EDUCATION Secretary Sonny Angara yesterday said there is no need for President Ferdinand Marcos Jr. to declare a national emergency in education amid the learning crisis and the perennial problem of classrooms in public schools.
Interviewed by ABS-CBN News Channel days before the President’s fourth State of the Nation Address where education usually tops the list of ills that the government need to address, Angara said the government is doing everything to address the problems.
“I don’t think it is needed. I think the President has really taken the bull by the horns so to speak, but you have seen him exert his leadership in the education field,” Angara said when asked if a declaration of national emergency would immediately solve the problems plaguing the public education sector.
“In fact, he has this convergence strategy where he is asking even non-educational agencies to help fight the learning crisis. He even asked the Department of Agriculture and the Department of Health to improve our feeding program, find food sources, and help us in our Gulayan sa Paaralan program,” Angara added.
The DepEd described a learning crisis as the learner’s inability to learn at the right grade level.
As part of this effort, Angara said Malacanang also asked the Department of Transportation to look for ways to offer more fare discounts to students and the Department of Social Welfare and Development to improve early childhood education and day care centers.
“He is really looking at the problem holistically. It’s a multidimensional program and to solve it, you have to attack it on all fronts,” Angara explained.
Earlier, the DepEd chief said the department is fully committed to resolving the learning crisis within the term of the Marcos administration.
Angara made the vow after the United Nations Children’s Fund (UNICEF) warned of the widespread “learning crisis” in the Philippines due to the lingering effects of the COVID-19 pandemic, which saw schools physically closed and the shift to online learning or through the use of modules.
He said the DepEd can manage the problem but it will need the support of everyone.
“I think we can solve the problem of kids not reading at the right level. I think we have enough programs to show that it is doable,” he added.
When it comes to the performance of Filipino students in international assessments such as the Programme for International Student Assessment (PISA), Angara said the DepEd is modernizing its own assessment while equipping teachers with cutting-edge tools and strategies to provide world-class instruction in Science, English and Math.

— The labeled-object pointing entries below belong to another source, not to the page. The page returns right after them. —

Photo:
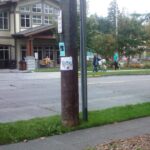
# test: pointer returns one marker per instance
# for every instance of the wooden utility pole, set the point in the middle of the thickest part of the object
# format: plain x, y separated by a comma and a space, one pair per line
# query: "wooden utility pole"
69, 78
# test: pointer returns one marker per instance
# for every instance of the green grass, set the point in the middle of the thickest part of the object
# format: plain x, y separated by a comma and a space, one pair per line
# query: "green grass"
48, 126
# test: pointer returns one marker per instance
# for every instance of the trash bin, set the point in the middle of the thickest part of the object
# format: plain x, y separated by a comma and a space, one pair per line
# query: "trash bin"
22, 65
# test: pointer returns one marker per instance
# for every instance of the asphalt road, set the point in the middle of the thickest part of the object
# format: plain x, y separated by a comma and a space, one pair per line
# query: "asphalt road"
29, 95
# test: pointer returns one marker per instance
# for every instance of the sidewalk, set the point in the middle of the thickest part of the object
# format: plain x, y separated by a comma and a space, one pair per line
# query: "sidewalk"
80, 140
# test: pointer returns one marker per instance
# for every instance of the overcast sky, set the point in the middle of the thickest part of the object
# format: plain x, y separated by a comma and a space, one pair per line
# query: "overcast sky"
100, 6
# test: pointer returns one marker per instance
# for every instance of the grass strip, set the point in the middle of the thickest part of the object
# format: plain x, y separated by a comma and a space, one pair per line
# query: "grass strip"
48, 126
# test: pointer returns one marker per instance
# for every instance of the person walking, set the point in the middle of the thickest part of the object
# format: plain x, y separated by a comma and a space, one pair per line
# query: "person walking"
116, 59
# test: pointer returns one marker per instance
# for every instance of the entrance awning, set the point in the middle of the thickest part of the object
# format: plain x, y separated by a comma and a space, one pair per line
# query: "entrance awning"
37, 32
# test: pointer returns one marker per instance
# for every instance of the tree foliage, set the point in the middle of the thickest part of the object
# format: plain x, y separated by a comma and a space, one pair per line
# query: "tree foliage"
132, 31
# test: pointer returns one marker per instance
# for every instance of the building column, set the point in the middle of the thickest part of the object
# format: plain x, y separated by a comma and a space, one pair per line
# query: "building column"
29, 47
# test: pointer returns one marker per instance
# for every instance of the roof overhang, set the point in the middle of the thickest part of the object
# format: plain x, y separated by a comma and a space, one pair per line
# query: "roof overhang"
33, 31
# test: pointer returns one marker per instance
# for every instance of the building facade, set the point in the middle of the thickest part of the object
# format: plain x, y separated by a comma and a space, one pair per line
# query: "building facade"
27, 27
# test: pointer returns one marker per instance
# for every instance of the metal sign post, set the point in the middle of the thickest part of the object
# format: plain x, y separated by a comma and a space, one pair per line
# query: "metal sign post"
83, 59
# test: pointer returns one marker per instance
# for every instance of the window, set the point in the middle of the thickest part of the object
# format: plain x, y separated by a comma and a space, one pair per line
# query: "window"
37, 19
39, 51
4, 20
4, 53
37, 8
25, 20
48, 9
48, 20
25, 9
56, 11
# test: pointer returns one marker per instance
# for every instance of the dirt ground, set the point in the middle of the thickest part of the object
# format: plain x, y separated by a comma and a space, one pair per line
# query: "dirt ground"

In his SONA last year, Marcos emphasized the need to improve the learning outcomes of Filipino students as he cited assessments which showed that more than half of learners in Grades 6, 10, and 12 have failed to reach the ideal proficiency levels and scored low in information literacy, problem solving, and critical thinking skills.
In the 2022 PISA results, the Philippines was the sixth lowest among the 81 countries that participated in the study.
The result showed that Filipino students continue to lag behind in such areas as Science, Math and Reading.